The district has formulated a plan to transition to the California Union by the 2028-2029 school year after state officials ordered it to take action. Waiting for the Department of Education’s response.
Curtis doesn’t think the state will let the district delay joining the CIF, California’s federation, for another two years, noting that the Department of Education is aggressively defending its law against the Trump administration: “They’re not going to fight to uphold the law and at the same time say to you, ‘Well, you can ignore it for two years.’
Tahoe-Truckee Unified’s two high schools, which offer sports programs and are located at an elevation of about 6,000 feet (1,800 meters), compete against teams from California and Nevada in nearby mountain towns — and others farther away and closer to sea level. If the district moves to the California Union, Tahoe-Truckee Unified teams may have to frequently travel in poor weather conditions over a perilous mountain pass — about 7,000 feet (2,100 m) above a lake — to reach schools far from state lines.
Colville High School, a small California school in the eastern Sierra near the Nevada border, has also been a longtime member of the Nevada Assembly, said Heidi Torex, superintendent of the Eastern Sierra Unified School District. Torex said the school adheres to California state law regarding transgender athletes.
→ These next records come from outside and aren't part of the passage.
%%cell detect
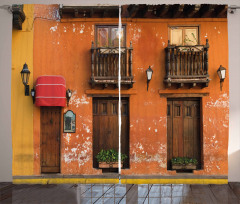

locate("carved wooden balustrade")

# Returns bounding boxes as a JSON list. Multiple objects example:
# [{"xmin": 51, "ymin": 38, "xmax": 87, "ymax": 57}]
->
[
  {"xmin": 164, "ymin": 39, "xmax": 209, "ymax": 87},
  {"xmin": 90, "ymin": 42, "xmax": 134, "ymax": 88}
]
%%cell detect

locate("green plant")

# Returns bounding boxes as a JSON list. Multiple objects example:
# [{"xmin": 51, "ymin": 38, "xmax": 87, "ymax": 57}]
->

California has not similarly ordered the school to switch locations in which it competes. The California Department of Education did not respond to requests for comment about whether it had warned any other non-UC districts about possible non-compliance with the state policy.
State Assemblywoman Heather Hadwick, a Republican who represents a large area of Northern California that borders Nevada, said Tahoe-Truckee Unified should not be forced to join the CIF.
“I urge the California Department of Education and state officials to fully consider the real-world consequences of this decision — not in theory, but on the ground — where weather, geography and safety matter,” Hadwick said.